Scheme axed by government in 2015 to be relaunched using ‘best installers in the market’
The government’s failed Green Deal scheme is set to be resurrected under the ownership of private sector investors.
Green investors Greenstone Finance and Aurium Capital Markets have bought the Green Deal Finance Company (GDFC) and its loan book from the public sector for £40m.
And they intend to relaunch the energy efficiency scheme - axed by the government in 2015 due to a lack of demand and low take-up - as they still see “exciting” potential.
Under the Green Deal consumers were offered free or low cost green home improvements, which would be paid off through their energy bills.

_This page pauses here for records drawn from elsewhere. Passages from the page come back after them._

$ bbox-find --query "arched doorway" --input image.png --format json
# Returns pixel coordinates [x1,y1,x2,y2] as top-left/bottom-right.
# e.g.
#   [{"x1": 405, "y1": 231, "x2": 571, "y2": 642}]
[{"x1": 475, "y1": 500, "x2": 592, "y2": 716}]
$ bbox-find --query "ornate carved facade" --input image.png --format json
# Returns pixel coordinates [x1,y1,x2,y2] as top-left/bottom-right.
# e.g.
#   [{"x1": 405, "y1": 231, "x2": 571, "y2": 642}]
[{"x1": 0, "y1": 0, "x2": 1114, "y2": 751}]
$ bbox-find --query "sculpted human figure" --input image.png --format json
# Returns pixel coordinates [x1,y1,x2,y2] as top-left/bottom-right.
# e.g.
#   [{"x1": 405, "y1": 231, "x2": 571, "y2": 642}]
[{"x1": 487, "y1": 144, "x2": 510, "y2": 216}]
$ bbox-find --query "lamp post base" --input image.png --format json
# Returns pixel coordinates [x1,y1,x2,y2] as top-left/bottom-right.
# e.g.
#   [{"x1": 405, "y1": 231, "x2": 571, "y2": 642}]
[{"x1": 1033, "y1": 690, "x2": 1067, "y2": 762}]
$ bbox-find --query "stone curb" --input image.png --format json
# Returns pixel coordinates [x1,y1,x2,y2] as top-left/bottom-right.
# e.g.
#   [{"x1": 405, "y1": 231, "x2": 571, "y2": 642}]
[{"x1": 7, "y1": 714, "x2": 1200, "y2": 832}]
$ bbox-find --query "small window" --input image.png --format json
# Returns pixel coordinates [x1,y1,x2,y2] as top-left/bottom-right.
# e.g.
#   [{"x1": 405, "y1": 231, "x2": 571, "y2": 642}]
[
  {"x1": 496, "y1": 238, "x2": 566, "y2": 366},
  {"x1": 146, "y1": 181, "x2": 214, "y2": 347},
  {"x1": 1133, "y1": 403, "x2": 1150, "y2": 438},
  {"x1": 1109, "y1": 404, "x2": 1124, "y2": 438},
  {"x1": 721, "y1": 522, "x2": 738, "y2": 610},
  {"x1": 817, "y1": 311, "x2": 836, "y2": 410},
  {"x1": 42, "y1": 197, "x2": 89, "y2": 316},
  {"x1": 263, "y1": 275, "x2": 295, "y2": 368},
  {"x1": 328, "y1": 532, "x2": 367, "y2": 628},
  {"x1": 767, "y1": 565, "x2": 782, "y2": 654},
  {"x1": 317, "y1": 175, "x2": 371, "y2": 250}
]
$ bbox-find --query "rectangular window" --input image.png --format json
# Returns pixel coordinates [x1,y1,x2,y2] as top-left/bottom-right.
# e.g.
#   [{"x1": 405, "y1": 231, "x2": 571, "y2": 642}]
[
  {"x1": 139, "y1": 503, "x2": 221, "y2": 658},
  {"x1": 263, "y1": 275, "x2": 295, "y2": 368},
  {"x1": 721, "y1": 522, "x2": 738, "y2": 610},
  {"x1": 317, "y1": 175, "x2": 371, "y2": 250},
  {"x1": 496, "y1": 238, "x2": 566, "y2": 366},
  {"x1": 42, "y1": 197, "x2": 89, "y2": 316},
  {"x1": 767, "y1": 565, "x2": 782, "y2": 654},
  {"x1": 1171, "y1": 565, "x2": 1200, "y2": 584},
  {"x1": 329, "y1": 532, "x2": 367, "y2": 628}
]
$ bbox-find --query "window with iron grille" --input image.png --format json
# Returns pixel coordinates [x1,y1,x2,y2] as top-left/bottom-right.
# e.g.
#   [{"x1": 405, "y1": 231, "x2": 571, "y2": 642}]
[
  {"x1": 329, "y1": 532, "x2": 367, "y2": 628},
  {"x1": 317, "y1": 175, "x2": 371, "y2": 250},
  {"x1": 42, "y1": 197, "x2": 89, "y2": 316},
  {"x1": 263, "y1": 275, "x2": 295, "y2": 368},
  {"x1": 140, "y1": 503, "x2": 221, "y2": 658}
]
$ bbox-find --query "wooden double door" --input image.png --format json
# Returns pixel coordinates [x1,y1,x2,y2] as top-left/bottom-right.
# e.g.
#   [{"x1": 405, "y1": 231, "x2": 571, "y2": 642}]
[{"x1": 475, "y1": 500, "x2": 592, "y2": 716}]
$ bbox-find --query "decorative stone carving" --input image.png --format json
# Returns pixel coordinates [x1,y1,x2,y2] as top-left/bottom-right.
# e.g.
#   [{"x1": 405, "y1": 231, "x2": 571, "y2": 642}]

Speaking to Building shortly after the acquisition of GDFC, one of the investors said the new owners are looking to get former Green Deal installers back on board.
Kilian Pender, founder of Greenstone Finance and the new CEO of GDFC, said: “Green Deal is a great idea. As a financial proposition, it is really exciting.
“Over time we want to become one of the trusted brands in the energy space in the UK … so we want to partner with some of the best installers in the market.
“We spoke to a number of original Green Deal providers who seem very eager to get back. They really want this to happen.”
Carillion was one of the biggest contractors involved in the Green Deal, and signed what was initially meant to be a £1.6bn deal to provide energy efficiency installations in Birmingham.
When asked if the likes of Carillion could be involved in the new scheme, Pender said the new Green Deal owners “won’t be signing up all Green Deal providers” but will look to recruit “the best installers in the market” and in particular “large organisations” in the early stages of the new scheme.
He added that all contractors that sign up will be given training to help them sell Green Deal services, and said: “We will give them training around the sale of the financial product, so they know what they are selling and what the customer is buying.”
Pender also revealed the Green Deal brand will be retained initially but that the scheme will eventually be rebranded.
Green Deal finance loans are set to reopen by the end of March, and Pender said interest rates for the loans will remain where they were previously at around 8-10%.
A rival scheme in the form of Energiesprong – the Dutch version of the Green Deal - has popped up since the Green Deal collapsed, but has been slow to take off in the UK.
The revived Green Deal is expected to compete with Energiesprong in the energy efficiency market.